Opik is an open-source platform designed for evaluating, testing, and monitoring large language model (LLM) applications. Developed by Comet, it aims to facilitate more intuitive collaboration, testing, and monitoring of LLM-based applications.

For more details, please refer to Opik.


How to Configure Opik

1. Register/Login to Opik

2. Get your Opik API Key

Retrieve your Opik API Key from the user menu at the top-right. Click on API Key, then on the API Key to copy it:

Opik API Key

3. Integrating Opik with Dify

Configure Opik in the Dify application. Open the application you need to monitor, open Monitoring in the side menu, and select Tracing app performance on the page.

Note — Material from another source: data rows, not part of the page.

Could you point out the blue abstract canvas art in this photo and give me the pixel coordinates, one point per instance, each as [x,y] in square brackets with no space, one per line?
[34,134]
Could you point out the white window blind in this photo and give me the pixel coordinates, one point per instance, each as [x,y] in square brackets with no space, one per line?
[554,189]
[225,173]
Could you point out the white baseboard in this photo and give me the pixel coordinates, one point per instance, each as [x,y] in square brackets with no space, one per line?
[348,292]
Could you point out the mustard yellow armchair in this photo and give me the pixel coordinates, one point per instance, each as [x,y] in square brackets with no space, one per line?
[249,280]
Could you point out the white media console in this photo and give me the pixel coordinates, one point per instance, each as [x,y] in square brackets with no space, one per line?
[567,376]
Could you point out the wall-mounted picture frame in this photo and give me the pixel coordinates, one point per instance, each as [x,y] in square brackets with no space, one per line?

After clicking configure, paste the API Key and project name created in Opik into the configuration and save.

Once successfully saved, you can view the monitoring status on the current page.

Viewing Monitoring Data in Opik

Once configured, you can debug or use the Dify application as usual. All usage history can be monitored in Opik.

When you switch to Opik, you can view detailed operation logs of Dify applications in the dashboard.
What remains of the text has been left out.